The degree of saturation of the blood-mass with the remedy is obviously, then, the principal thing; the greater the amount of blood, the more remedy - everything else being equal - we shall have to give in order to obtain definite results.
If we wish to embody the proposition in a mathematical statement, we may do so in the following simple manner:
Let a represent the total quantity of blood, b, the amount of remedy exhibited, and x the magnitude of the physiological effect. We shall then have the simple formula, x = b / a.
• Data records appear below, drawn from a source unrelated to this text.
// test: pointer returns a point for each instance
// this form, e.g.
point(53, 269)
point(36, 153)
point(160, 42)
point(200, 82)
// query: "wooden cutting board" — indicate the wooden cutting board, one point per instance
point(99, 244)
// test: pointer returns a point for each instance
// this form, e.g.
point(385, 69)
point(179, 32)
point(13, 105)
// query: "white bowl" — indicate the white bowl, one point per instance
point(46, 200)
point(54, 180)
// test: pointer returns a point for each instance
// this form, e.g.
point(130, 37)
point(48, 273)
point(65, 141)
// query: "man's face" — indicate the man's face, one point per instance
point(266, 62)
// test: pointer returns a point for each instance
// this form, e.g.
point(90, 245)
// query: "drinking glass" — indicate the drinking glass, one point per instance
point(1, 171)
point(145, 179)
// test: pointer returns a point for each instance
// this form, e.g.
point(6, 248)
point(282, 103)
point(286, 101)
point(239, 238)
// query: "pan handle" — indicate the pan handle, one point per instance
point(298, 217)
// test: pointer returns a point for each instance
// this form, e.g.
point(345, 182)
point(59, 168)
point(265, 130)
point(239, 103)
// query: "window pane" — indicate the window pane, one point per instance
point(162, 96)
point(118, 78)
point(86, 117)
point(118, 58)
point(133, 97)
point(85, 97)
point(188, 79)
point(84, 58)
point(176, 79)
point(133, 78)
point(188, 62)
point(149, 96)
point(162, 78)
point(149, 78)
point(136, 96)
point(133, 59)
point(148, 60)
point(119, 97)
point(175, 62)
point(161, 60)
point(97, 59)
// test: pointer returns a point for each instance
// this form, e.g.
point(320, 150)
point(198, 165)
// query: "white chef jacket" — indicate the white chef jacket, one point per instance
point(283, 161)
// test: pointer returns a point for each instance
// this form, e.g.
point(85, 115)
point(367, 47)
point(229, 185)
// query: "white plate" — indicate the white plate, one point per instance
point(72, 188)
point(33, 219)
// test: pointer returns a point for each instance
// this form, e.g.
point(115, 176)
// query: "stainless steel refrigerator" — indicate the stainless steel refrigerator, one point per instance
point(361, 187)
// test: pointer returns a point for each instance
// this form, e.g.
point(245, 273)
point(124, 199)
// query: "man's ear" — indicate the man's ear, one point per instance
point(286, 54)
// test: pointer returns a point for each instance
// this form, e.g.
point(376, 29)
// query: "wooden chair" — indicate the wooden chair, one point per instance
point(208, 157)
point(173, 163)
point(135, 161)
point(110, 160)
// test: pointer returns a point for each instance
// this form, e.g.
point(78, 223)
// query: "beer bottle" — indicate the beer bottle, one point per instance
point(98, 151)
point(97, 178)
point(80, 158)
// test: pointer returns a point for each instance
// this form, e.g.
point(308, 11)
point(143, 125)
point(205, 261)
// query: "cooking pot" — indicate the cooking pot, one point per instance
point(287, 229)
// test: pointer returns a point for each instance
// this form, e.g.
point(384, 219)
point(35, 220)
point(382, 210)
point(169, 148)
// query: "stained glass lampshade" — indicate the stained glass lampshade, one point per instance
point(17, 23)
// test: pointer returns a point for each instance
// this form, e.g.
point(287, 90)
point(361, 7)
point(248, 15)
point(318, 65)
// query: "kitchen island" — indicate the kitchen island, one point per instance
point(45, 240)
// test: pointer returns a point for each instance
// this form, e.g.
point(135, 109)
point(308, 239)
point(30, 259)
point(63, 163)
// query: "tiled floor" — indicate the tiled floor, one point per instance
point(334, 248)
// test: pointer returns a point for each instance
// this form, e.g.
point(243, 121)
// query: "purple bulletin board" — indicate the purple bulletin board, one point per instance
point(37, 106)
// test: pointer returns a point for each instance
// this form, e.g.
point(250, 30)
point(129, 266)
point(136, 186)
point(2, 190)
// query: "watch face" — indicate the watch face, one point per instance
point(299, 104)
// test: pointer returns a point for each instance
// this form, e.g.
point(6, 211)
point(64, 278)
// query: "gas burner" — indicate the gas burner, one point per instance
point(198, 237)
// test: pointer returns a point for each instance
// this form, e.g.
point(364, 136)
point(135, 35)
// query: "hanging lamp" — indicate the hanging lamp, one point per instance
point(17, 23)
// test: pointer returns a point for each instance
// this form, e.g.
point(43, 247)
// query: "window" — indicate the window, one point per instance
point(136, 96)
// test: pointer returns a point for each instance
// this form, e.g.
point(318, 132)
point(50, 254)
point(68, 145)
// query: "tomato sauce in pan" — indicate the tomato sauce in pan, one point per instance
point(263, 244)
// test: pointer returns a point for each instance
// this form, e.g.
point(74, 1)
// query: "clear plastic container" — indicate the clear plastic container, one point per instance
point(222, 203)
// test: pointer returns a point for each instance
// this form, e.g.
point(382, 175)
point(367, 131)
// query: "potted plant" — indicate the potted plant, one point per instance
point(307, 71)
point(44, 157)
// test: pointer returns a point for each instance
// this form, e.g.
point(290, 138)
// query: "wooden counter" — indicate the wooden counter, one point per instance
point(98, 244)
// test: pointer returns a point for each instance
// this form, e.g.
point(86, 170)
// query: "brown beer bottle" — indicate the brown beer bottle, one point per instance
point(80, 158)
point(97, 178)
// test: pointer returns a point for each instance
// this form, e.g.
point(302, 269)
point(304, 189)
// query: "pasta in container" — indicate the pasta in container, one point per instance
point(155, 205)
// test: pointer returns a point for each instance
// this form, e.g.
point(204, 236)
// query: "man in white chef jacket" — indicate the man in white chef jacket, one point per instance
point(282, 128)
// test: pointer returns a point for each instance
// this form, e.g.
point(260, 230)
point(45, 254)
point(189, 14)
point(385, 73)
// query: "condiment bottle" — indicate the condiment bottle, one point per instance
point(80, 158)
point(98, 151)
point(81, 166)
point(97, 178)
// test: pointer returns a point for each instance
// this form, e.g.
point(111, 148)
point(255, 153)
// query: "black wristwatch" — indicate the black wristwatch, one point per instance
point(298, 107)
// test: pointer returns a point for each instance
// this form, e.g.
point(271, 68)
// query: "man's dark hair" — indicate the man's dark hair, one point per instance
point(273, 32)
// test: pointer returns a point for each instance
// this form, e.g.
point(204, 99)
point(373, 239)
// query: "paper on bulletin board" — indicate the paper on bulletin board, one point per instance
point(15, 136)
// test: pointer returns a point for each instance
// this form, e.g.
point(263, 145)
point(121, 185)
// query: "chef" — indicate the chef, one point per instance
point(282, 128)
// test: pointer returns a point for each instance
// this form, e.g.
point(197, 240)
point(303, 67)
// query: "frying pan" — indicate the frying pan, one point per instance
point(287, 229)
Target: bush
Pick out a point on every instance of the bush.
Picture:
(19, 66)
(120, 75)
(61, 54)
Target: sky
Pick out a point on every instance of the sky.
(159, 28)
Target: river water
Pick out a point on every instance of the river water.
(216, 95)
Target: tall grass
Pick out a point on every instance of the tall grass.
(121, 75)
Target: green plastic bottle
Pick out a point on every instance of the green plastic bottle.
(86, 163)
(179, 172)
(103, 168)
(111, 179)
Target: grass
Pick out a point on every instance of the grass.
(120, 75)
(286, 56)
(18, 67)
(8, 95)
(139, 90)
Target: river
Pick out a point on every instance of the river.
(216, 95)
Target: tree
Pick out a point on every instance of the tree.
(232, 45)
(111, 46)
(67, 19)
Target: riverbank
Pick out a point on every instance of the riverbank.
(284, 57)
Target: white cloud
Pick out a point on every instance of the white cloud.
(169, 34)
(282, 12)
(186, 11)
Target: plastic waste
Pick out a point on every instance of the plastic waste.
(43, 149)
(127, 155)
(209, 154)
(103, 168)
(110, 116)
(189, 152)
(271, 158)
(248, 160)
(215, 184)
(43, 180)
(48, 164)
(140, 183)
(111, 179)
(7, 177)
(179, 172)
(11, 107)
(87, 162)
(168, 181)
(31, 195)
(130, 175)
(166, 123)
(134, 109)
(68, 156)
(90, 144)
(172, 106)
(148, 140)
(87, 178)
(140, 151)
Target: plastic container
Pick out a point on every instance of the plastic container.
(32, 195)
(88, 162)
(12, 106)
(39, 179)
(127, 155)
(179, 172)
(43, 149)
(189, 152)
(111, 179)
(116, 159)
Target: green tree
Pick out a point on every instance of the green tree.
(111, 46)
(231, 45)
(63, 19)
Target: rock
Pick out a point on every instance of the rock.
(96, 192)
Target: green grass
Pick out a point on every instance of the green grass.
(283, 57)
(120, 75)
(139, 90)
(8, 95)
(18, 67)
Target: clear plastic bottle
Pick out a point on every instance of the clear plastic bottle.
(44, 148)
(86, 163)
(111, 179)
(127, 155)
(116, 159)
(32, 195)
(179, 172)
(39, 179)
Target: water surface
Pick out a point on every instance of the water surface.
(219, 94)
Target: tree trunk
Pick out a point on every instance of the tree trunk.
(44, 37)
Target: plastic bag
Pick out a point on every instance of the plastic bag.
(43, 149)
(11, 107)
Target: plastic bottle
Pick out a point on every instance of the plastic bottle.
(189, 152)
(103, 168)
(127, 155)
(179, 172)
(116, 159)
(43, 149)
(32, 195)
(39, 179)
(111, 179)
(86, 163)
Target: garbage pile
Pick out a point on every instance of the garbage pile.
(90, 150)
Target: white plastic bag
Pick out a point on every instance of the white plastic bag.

Again, if we withdraw a certain quantity of blood from the circulation by venesection, and call that amount d, we shall then have the formula
x = b / ( a - d )
But, if we wish to act upon the organs of the trunk, and more especially upon those contained within the cerebro-spinal canal, it is not necessary to resort to such a drastic expedient as copious blood-letting; for, in place of this, we may dam up and effectually eliminate from the rest of the body a certain amount of blood by passing a ligature around the central portion of one or several extremities, so as to interrupt the circulation in both artery and vein. When this has been done it is clear that we may introduce a remedy into the system by way of the stomach, or hypodermically into some portion of the trunk; and it is equally certain that a remedy so introduced will be diluted only in the ratio of the amount of blood freely circulating, and more especially by that contained within the trunk and head. That which is incarcerated behind the ligatures is as effectually withdrawn from the realm of physiological action as though it had been abstracted by the surgeon's knife. Elimination by the knife and elimination by the ligature are, for present purposes, then, one and the same thing.